The Republic of Korea's experience with PPPs highlights several challenges in using this financing modality for infrastructure. Because supporting private investment in infrastructure requires the government to borrow money from future budgets, PPPs are inevitably a challenge for fiscal management. There is also an inherent tension in PPP agendas. The Republic of Korea initially put a high priority on promoting a PPP market, but later shifted its focus to fiscal discipline-and the government is having a hard time reinvigorating the PPP market.
Another challenge has been setting tariffs on PPP infrastructure projects. Tariffs for transport infrastructure, for example, tend to be higher for government-funded transport projects than in other sectors, since there needs to be sufficient incentives for the private sector to get involved. Users may bear a bigger share of a transport project's life-cycle cost than for purely government-funded infrastructure projects.

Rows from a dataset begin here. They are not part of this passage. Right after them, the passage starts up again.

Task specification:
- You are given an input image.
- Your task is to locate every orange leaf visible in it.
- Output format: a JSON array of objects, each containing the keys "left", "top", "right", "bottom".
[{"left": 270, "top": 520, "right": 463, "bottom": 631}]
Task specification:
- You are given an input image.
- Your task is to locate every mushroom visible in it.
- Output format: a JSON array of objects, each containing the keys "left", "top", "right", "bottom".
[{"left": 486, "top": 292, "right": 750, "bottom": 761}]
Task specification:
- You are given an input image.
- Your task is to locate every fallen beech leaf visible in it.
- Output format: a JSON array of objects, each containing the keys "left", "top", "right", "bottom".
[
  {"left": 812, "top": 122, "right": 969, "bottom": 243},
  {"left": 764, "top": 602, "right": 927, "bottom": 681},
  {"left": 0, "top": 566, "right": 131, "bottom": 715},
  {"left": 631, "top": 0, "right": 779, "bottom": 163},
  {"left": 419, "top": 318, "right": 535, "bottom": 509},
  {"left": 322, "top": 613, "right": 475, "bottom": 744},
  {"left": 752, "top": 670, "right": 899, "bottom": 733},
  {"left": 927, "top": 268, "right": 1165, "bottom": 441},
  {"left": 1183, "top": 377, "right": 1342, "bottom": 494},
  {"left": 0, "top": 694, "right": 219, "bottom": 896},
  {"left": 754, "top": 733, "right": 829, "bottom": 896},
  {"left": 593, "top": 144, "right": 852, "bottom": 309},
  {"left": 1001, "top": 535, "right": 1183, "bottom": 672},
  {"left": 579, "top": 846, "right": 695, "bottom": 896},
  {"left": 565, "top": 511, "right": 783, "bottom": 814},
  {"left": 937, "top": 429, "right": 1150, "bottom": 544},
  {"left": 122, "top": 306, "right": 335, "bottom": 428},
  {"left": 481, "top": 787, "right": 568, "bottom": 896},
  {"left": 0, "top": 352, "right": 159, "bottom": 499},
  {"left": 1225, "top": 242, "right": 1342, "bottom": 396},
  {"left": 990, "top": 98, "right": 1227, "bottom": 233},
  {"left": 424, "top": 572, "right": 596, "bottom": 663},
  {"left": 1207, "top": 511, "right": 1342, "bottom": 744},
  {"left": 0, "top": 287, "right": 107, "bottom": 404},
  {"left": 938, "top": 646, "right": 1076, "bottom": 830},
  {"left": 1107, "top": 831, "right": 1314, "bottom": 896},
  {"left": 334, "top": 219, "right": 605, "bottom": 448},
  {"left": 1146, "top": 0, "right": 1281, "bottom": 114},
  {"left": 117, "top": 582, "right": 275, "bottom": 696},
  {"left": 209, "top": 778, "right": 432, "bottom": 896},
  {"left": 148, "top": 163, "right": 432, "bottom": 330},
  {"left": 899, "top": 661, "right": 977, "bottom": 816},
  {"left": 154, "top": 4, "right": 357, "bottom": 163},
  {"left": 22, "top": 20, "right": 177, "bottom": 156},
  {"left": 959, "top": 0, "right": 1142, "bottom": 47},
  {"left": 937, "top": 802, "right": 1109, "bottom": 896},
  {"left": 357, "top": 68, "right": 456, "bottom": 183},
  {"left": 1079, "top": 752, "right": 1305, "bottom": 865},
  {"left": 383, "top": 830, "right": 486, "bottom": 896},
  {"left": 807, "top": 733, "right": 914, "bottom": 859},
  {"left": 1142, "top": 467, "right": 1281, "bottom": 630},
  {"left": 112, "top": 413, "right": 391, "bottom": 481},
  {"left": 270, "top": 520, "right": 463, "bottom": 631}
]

And at the end of the day, PPPs are not a must-have solution but an option for building and upgrading infrastructure. The reason they are being promoted is because they can mobilize needed resources from the private sector, maximize value for money, bring creativity and efficiency to a project, and be a source of fiscal stimulus. That said, countries should be clear on why they are promoting the PPP modality for infrastructure.